The returned embeddings have a SimpleVocab, NdArray storage and a Norms chunk. The storage is l2-normalized per default and the corresponding norms are stored in the Norms.

Expects a file with utf-8 encoded lines with:

  • word at the start of the line

  • followed by whitespace

  • followed by whitespace separated vector components

Parameters

file (str, bytes, int, PathLike) – Path to a file with embeddings in word2vec binary format.

Returns

embeddings – Embeddings from the input file. The resulting Embeddings will have a SimpleVocab, NdArray and Norms.

Return type

Embeddings

finalfusion.compat.text.write_text(file: Union[str, bytes, int, os.PathLike], embeddings: finalfusion.embeddings.Embeddings, sep=' ')[source]

Write embeddings in text format.

Embeddings are un-normalized before serialization, if norms are present, each embedding is scaled by the associated norm.

The output consists of utf-8 encoded lines with:
  • word at the start of the line

  • followed by whitespace

  • followed by whitespace separated vector components

Parameters
  • file (str, bytes, int, PathLike) – Output file

  • embeddings (Embeddings) – Embeddings to write

  • sep (str) – Separator of word and embeddings.

finalfusion.compat.text.write_text_dims(file: Union[str, bytes, int, os.PathLike], embeddings: finalfusion.embeddings.Embeddings, sep=' ')[source]

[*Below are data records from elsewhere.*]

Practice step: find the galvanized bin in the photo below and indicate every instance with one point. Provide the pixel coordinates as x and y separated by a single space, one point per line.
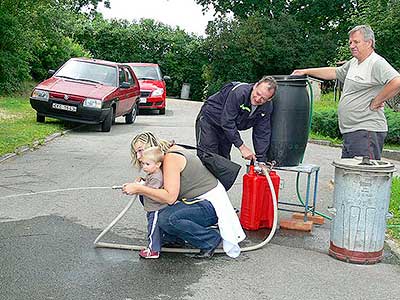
360 203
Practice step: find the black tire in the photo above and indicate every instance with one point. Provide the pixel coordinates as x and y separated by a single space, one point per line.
108 121
40 118
130 118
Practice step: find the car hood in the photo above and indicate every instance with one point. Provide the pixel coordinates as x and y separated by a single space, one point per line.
73 87
150 85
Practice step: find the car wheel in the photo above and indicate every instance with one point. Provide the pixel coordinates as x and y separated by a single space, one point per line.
131 117
40 118
108 121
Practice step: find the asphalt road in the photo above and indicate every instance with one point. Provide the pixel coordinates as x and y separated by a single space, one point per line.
55 200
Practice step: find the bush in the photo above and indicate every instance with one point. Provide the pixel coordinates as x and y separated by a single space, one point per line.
393 119
325 122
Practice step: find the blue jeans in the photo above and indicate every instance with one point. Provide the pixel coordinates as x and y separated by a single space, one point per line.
191 223
363 143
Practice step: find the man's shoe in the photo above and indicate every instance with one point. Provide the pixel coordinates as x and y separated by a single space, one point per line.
205 253
148 253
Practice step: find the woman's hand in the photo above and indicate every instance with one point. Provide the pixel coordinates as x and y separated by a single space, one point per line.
131 188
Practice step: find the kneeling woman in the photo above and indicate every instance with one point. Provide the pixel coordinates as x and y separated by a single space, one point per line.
205 201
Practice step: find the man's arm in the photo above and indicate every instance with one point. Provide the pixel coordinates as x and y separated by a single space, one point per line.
388 92
326 73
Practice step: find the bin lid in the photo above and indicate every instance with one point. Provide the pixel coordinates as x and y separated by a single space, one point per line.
364 164
285 78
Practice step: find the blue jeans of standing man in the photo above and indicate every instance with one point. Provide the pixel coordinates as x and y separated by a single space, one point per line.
191 223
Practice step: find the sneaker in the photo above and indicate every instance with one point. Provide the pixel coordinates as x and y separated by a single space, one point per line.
148 253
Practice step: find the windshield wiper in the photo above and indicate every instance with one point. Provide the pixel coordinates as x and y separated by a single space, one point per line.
146 78
67 77
89 80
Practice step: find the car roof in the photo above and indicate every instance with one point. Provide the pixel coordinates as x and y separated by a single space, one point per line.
100 61
141 64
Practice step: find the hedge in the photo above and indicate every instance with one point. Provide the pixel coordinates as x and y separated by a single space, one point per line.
325 122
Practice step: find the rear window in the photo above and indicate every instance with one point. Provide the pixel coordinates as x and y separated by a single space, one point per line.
87 71
147 72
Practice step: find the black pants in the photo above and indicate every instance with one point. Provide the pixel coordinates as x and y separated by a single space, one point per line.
211 138
363 143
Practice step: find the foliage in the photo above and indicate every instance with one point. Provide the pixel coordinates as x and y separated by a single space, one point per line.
30 53
383 16
180 55
247 49
18 124
393 120
325 121
394 208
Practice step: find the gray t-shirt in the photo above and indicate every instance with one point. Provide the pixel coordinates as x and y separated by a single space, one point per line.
362 82
155 181
195 179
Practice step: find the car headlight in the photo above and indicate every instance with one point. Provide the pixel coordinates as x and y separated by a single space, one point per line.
40 95
93 103
157 92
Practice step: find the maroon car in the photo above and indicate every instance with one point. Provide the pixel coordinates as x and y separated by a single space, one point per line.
153 91
88 91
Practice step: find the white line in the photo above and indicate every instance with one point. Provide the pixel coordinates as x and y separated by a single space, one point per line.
56 191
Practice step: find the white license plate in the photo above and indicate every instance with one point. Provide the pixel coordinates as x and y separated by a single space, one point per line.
64 107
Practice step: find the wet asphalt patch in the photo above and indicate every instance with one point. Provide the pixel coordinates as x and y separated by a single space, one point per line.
53 258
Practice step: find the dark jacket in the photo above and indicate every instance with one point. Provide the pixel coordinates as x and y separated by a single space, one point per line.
230 108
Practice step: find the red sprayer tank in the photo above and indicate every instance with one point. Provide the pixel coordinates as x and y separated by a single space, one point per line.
257 210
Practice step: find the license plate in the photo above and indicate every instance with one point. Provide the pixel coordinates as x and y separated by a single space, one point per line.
64 107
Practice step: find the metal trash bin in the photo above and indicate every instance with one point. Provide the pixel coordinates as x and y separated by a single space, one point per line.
360 205
185 91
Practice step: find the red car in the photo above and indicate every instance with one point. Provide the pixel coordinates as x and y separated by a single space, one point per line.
88 91
153 91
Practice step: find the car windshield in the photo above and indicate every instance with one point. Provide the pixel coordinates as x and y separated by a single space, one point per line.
147 72
90 72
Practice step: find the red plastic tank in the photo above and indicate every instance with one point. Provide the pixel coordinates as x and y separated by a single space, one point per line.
257 210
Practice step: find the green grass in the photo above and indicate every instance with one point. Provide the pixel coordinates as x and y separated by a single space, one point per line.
18 124
326 103
394 208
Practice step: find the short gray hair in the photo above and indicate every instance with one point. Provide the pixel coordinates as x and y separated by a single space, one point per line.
366 31
272 84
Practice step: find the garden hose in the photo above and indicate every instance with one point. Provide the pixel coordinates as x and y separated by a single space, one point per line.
188 250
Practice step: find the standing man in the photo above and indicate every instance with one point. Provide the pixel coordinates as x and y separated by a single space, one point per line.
237 106
369 80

Write embeddings in text-dims format.

Embeddings are un-normalized before serialization, if norms are present, each embedding is scaled by the associated norm.

The output consists of utf-8 encoded lines with:
  • rows cols on the first line

  • word at the start of the line

  • followed by whitespace

  • followed by whitespace separated vector components

Parameters
  • file (str, bytes, int, PathLike) – Output file

  • embeddings (Embeddings) – Embeddings to write

  • sep (str) – Separator of word and embeddings.